My dear readers, I have not forsaken you, I have just "friended" most of you on facebook. By the time I find an opportunity to blog about something, it is old news to anyone who has read my facebook status lately. I ask myself who would want to read a long, rambling post when they can get the gist of things in a sentence or two? We're about to find out.
Blogs create a funny sort of relationship. Several of my facebook friends are people I first met through blogging. Some of them have stopped updating their blogs, as I nearly did, but I still keep in touch with them regularly. I sometimes forget that I have never met these fellow bloggers in person. I am closer to them than I am to those facebook friends from high school who weren't actually my friends when we were students. Facebook, too, creates odd relationships.

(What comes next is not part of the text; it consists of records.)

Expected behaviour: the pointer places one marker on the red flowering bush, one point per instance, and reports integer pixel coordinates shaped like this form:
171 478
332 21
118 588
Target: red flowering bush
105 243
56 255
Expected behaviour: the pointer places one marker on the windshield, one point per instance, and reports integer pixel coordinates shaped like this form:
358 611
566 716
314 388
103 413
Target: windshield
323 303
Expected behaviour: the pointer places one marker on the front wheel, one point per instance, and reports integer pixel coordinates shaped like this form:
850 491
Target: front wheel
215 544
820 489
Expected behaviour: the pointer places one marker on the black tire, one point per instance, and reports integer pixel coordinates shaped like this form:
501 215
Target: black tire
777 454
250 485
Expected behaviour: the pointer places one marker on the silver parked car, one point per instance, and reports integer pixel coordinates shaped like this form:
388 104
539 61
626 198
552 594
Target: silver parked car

From time to time I still drop by the long-neglected blogs of people who I never befriended on facebook. I don't know their surnames, their specific locations, or what happened in their lives that led them to abandon their blogs. I keep hoping for a brief post, an "All's well, just busy" or a "Here's a link to my new blog." Instead, I see the same final posts, with no finality in their tone or content. In fact, some speak of new beginnings. One blog's last post features a single wedding photo, another lists a young daughter's first words. My stale comments still follow these posts, and the authors' comments from long ago are still preserved on my blog. It may seem analogous to meeting a friend of a friend, socializing for a while, and eventually losing touch, but there can be far more intimacy in blogging. People share things in blogs that they wouldn't discuss over coffee with a casual acquaintance. Unlike internet dating, where there is pressure to promote only one's best features, bloggers can be raw and open and brave. This allows a deeper connection to grow. In an era characterized by incivility, such a connection is precious. It is for this reason that I continue to visit, every so often, these long-deserted blogs.
Do you see what I mean by "long, rambling post"? One thing I can say concisely: I have met (virtually) a number of terrific people through blogging and I count them as friends in the truest sense of the word.